The feeding tube and formula were a last-ditch solution, further complicated by a job loss in the family. Ashley’s dad, Dallyn, an illustrator, had been laid off and given a severance package that included health benefits. But the insurer refused to cover the formula, and when the Zundels sued to require payment, the employer threatened to yank the severance.
Each insurance company has its own policy. Some cover oral nutrition only as part of a hospital stay.
“They’ll pay for the stomach pump, tubing and bags, but not the formula,” said Tammy Zundel. They’ll also pay to hospitalize someone who has become so nutritionally deficient they need to be fed by IV.
One night of IV feeding costs about $5,000, equivalent to a year’s worth of formula for the average ESD patient, she said.

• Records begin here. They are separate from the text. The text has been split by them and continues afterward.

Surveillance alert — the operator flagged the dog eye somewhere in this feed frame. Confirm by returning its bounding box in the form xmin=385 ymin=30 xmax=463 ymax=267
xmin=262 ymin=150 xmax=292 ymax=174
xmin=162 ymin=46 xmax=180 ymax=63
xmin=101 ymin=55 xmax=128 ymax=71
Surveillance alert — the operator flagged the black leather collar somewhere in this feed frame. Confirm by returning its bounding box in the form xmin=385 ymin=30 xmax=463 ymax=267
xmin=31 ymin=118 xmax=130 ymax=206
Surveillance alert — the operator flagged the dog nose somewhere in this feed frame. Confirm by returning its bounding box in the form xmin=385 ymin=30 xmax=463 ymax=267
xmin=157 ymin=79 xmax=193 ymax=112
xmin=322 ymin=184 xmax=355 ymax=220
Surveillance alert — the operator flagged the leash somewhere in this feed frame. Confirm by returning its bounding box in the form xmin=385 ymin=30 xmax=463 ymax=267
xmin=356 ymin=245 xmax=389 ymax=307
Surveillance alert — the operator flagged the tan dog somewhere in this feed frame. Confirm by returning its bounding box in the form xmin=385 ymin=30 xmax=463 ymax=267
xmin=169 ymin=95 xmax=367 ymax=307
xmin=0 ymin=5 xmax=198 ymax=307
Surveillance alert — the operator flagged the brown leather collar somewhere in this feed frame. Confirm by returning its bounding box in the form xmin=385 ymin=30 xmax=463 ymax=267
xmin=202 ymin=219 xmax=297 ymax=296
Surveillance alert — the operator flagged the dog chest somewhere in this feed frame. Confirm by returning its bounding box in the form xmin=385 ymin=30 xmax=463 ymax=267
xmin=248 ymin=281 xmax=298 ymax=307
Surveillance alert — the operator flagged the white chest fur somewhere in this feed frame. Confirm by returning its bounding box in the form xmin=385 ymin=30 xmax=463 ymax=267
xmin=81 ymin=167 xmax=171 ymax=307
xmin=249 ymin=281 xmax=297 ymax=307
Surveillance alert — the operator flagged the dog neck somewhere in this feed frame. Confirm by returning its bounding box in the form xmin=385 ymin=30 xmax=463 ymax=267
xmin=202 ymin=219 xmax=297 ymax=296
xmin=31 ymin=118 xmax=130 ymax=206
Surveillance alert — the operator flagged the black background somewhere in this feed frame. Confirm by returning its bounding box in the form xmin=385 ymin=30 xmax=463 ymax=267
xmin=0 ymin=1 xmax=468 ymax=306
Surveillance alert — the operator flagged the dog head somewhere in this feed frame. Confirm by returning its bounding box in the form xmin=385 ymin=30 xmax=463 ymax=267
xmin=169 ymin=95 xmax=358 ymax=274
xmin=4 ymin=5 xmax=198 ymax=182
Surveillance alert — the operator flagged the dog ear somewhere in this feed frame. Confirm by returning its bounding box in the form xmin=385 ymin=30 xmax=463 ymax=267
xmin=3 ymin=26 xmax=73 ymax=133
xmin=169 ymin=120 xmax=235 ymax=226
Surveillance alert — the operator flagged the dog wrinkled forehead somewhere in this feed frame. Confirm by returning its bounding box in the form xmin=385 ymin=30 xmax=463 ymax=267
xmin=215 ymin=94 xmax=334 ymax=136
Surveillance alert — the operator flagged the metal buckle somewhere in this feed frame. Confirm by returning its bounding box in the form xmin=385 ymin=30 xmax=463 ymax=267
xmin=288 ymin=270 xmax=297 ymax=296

The family dropped the lawsuit and eventually were able to sign their kids up for Medicaid, which covers the formula.
A life saver that has helped Ashley thrive and avoid frequent hospital stays, the formula has meant financial ruin for the family and an unnecessary burden on taxpayers.
“It’s not how I wanted things to be,” said Dallyn Zundel, who teaches design but has turned down more lucrative job offers in order to keep his daughter on Medicaid.
But like cooking separate meals and raising turkeys in the back yard, which supply Ashley with eggs she can digest, and lobbying for “fair treatment,” said Tammy Zundel, “You do what you need to do for your kids.”